Two Composers, One Curmudgeon Off-Broadway

THE HELIOTROPE BOUQUET BY SCOTT JOPLIN & LOUIS CHAUVIN Written by Eric Overmeyer. Directed by Joe Morton. At Playwrights.

WRONG TURN AT LUNGFISH By Garry Marshall and Lowell Ganz. Directed by Mr. Marshall. At the Promenade Theatre.

PLAYWRIGHT Eric Overmyer has been justly acclaimed for his theatrical imagination and for his dazzling language in such works as "On the Verge..." and "In Perpetuity Throughout the Universe," but he lets these qualities get away from him in his newest play. It's about the brief collaboration between Scott Joplin and Louis Chauvin.

Joplin, of course, was the celebrated black composer who put ragtime on the map. Chauvin was an obscure composer and pianist who died at age 26, but who gained immortality through his work with Joplin on a single piece, "The Heliotrope Bouquet." Little is known of this incident in musical history, but it is certainly an intriguing subject for dramatization.

Unfortunately, Mr. Overmyer's penchant for stylization and verbosity get in the way of the story. The piece is a dreamy meditation, told from Joplin's view. It jumps back and forth in time from 1917, when the composer was ill and living in obscurity with his second wife, to a dozen years earlier in St. Louis. These scenes, depicting the raucous atmosphere of the time and detailing the rivalry and eventual collaboration between the two men, are overdone, fragmented vignettes that are often confusing.

It is only when the playwright simplifies his approach that he finds the emotions of his story. The ailing Joplin's encounter with a cleaning girl, in which he attempts to impress her with a failed attempt at playing the piano; the scene in which Joplin and Chauvin create their music - these resonate with a force lacking in the rest of the play.

Compounding the difficulty is the over-stylized set design by Richard Hoover, which uses as its motif a surrealistic representation of an exploded piano. The small stage at Playwrights Horizons can't handle the clutter, and there is not enough room for Louis Johnson's choreography either.

Delroy Lindo, a powerful presence as the Harlem mob boss in Spike Lee's "Malcolm X," is a moving and dissipated figure as Joplin, and Duane Boutte, as Chauvin, offers a powerful portrait of a talented man undone by overindulgence.

Actor Joe Morton, making his New York directorial debut, does a good job of re-creating the ragtime period and guiding the on-stage traffic, but his efforts are defeated by the murkiness of the text. Pianist Terry Waldo provides beautiful examples of Joplin's musical brilliance.

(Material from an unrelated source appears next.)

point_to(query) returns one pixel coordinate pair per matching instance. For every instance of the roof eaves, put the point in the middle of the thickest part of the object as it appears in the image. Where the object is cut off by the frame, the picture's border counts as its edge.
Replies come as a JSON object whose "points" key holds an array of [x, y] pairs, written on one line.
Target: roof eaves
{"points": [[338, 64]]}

`Wrong Turn at Lungfish,' the somewhat lame new play by Hollywood veterans Garry Marshall and Lowell Ganz, is improved by George C. Scott.

As he has aged, Mr. Scott has become a wonderful curmudgeon. Although one misses the hard-as-steel presence from such films as "Patton," it is a pleasure to report that he has not lost his bombast or bluster.

The best Mr. Ganz and Mr. Marshall can come up with here is a cliched Pygmalion story about the relationship between Ravenswaal (Scott), an irascible, blind, dying college dean, and the streetwise woman, Anita (Jami Gertz), who reads to him.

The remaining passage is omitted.